Brooms at the ready, Harvard’s curling team thrives on the ice

To understand the sport, picture a combination of darts, croquet, and bowling. Only there are brooms instead of mallets, and special nonslip shoes, and dart stand-ins that are finely polished granite stones weighing 40 pounds apiece, and they’re slid along a long narrow strip of ice called a sheet to a bull’s-eye that’s called the house.

Got that? Good. You’re ready for curling season.

Friday marks the opening of the Olympic Games in Pyeongchang, South Korea, where one of the winter competition’s quirkier events will again attract viewers who often start off unsure what to make of it, and end up fans. Many who give it a try are instantly hooked. Just ask Washington Redskins tight end Vernon Davis or Harvard junior Neekon Vafa, president of the Harvard University Curling Team.

Vafa paid little attention to the sport during the Winter Olympics in Russia in 2014, but when he connected with Harvard’s team his sophomore year to cross curling off the bucket list he drafted in high school, he caught the bug and “has been doing it ever since.”

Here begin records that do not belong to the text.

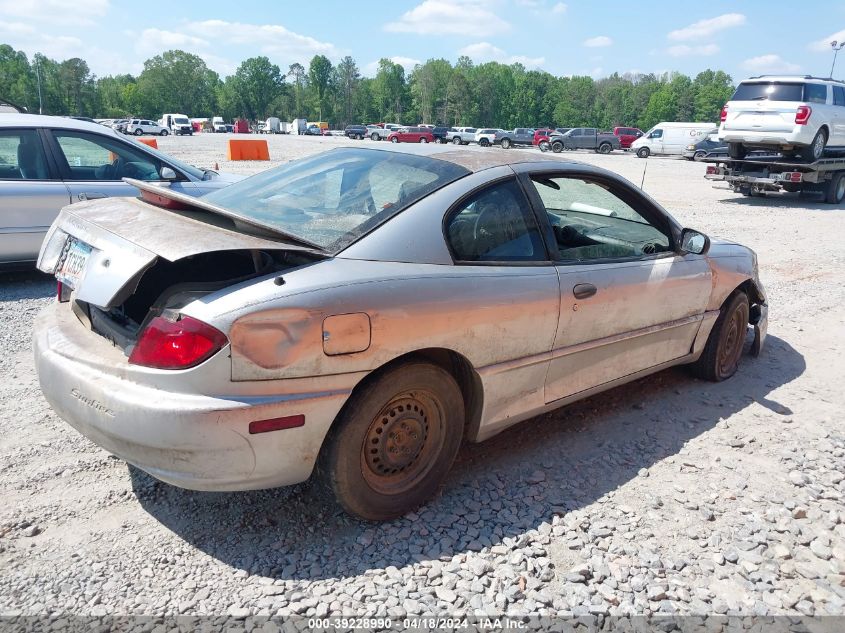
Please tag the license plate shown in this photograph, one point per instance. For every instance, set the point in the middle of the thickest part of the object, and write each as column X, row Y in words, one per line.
column 73, row 265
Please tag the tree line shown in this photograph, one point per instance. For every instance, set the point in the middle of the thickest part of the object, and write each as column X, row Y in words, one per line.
column 488, row 95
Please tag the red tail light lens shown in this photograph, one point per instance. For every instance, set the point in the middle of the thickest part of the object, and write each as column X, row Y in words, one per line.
column 802, row 115
column 166, row 344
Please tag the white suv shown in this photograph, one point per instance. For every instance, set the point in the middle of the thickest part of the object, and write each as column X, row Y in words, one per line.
column 143, row 126
column 795, row 115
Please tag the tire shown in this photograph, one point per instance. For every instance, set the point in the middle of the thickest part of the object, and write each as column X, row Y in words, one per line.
column 394, row 441
column 834, row 191
column 720, row 358
column 737, row 151
column 815, row 150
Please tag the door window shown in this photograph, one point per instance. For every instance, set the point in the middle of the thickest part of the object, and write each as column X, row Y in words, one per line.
column 95, row 157
column 495, row 225
column 590, row 222
column 22, row 156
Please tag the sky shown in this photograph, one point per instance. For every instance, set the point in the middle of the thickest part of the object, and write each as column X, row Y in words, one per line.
column 575, row 37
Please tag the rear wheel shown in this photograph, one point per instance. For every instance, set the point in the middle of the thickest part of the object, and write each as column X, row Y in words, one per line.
column 815, row 150
column 835, row 190
column 394, row 441
column 723, row 350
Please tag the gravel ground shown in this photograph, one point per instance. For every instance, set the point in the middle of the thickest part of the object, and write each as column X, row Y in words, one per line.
column 669, row 495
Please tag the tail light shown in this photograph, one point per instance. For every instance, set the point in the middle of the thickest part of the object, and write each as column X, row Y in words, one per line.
column 169, row 344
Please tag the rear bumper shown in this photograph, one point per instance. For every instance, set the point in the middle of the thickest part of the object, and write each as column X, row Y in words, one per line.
column 195, row 441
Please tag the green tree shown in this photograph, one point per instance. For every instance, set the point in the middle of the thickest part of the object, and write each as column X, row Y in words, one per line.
column 320, row 74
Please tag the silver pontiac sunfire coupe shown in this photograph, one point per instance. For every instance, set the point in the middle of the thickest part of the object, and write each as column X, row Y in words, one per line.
column 358, row 313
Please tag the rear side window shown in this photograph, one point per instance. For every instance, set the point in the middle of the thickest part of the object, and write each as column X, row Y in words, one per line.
column 773, row 91
column 22, row 156
column 815, row 93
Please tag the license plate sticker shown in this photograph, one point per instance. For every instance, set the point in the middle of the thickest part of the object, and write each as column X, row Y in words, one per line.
column 73, row 266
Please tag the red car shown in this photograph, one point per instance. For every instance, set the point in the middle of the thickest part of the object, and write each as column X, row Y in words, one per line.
column 627, row 135
column 411, row 135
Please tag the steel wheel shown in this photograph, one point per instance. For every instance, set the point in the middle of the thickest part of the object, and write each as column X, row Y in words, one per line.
column 400, row 441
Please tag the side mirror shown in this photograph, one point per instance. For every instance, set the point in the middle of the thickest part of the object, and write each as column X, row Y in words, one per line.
column 694, row 242
column 167, row 173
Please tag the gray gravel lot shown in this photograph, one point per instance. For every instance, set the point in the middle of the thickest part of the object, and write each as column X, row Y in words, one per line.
column 669, row 495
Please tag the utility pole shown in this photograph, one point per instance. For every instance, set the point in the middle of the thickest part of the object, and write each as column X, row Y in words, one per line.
column 836, row 46
column 38, row 76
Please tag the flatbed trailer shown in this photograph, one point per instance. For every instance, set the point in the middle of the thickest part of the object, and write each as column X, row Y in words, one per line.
column 758, row 175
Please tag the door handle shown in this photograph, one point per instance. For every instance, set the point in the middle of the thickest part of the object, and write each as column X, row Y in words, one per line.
column 582, row 291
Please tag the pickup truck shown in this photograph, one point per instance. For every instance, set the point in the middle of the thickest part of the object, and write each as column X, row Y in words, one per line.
column 462, row 135
column 381, row 132
column 585, row 138
column 519, row 136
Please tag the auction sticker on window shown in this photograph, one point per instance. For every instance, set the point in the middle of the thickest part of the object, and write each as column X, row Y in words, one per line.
column 73, row 265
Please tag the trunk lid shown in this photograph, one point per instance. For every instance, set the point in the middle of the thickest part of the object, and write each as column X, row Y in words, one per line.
column 101, row 248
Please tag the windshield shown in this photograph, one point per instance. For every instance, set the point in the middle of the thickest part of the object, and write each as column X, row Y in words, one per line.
column 332, row 199
column 773, row 91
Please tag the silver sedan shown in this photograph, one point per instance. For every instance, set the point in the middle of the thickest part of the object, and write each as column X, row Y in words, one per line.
column 359, row 313
column 47, row 162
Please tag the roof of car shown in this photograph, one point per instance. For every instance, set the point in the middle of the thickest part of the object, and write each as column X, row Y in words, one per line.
column 43, row 120
column 472, row 159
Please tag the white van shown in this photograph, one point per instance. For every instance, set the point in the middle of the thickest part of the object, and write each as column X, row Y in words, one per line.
column 670, row 138
column 177, row 124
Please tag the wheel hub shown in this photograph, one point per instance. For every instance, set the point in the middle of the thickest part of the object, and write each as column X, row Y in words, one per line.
column 397, row 437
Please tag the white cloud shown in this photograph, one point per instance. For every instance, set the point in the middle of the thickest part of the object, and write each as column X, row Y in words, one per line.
column 683, row 50
column 270, row 39
column 486, row 52
column 598, row 41
column 407, row 63
column 823, row 45
column 706, row 28
column 450, row 17
column 770, row 63
column 55, row 11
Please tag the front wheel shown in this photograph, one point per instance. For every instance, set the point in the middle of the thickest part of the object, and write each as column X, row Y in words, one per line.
column 394, row 441
column 720, row 358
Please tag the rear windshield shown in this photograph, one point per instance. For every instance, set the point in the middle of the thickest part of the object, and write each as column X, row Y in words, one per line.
column 769, row 90
column 332, row 199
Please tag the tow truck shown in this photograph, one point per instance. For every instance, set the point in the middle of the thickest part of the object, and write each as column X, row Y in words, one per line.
column 759, row 175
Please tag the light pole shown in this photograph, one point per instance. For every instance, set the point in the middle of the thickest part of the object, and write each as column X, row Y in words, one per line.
column 836, row 46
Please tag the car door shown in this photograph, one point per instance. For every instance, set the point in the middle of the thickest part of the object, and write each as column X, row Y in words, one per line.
column 93, row 165
column 31, row 192
column 494, row 238
column 629, row 301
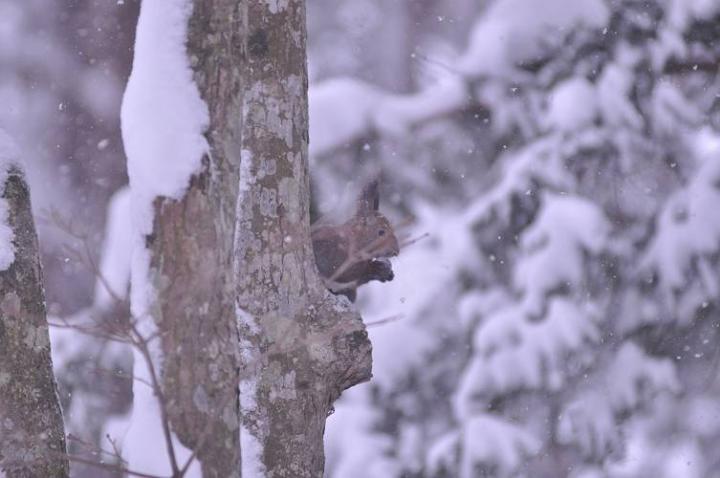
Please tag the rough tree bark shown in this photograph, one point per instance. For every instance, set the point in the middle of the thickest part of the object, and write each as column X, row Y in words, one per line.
column 301, row 345
column 32, row 437
column 238, row 298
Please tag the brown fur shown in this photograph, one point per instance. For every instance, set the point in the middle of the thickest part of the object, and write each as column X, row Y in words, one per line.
column 355, row 252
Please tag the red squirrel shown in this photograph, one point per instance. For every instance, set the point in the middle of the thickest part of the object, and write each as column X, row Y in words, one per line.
column 357, row 251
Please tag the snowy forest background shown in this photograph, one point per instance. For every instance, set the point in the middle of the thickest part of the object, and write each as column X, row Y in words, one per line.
column 563, row 157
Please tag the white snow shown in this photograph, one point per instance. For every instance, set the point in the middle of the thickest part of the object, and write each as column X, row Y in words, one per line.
column 512, row 31
column 343, row 110
column 497, row 442
column 9, row 155
column 143, row 444
column 688, row 224
column 513, row 352
column 613, row 99
column 554, row 245
column 354, row 449
column 117, row 251
column 572, row 105
column 163, row 121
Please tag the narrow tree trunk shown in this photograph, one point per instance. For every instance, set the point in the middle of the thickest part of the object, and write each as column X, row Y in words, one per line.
column 301, row 345
column 32, row 438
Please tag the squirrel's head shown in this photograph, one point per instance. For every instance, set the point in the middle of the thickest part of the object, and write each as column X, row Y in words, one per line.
column 373, row 234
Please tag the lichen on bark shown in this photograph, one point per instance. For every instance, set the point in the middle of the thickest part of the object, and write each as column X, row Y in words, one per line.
column 306, row 345
column 32, row 438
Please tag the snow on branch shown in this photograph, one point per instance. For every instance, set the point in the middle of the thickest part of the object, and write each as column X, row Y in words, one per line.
column 514, row 353
column 514, row 31
column 554, row 246
column 493, row 445
column 630, row 381
column 163, row 116
column 689, row 226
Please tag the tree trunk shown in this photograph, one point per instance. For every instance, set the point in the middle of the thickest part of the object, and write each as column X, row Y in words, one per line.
column 32, row 438
column 301, row 345
column 238, row 298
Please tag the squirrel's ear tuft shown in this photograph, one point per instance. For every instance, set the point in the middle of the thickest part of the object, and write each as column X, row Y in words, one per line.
column 369, row 198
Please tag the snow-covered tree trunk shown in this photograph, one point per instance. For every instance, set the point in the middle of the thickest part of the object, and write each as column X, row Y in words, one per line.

The Harvard curling team sets up during practice.

Credit: Kai-Jae Wang/Harvard Staff

Step on the ice and experience curling in a 360-degree video on Facebook.

“It’s a game of inches,” and similar to any sport that requires accuracy, precision, and repetition, said Vafa, a joint concentrator in math and computer science who loves the tactics involved in the game some call “chess on ice.”

“You’ve really got to think through what exactly the best shot is given the likelihood the [other team] can make certain shots and the strategy that they might have.”

Whichever team gets more of its stones closer to the center of the target on the ice, wins.

Harvard’s team travels to New York and Maine for tournaments, or bonspiels. They practice and play their home events at the Broomstones Curling Club in Wayland. The Crimson curling program is small, in part because most people arrive on campus with little or no experience in it. “The interest in general for curling isn’t necessarily too high. That’s something we’re definitely trying to change,” said Vafa.

Their record at last year’s national competition may have helped boost their numbers. The team finished fourth in the country at the 2017 USA College Championships.

The upcoming Olympics could help, too. This year, Vafa said, there’s more interest in the team, “and we are excited for what could happen.” 

On Friday, the U.S. mixed-doubles Olympics curling team takes on Switzerland.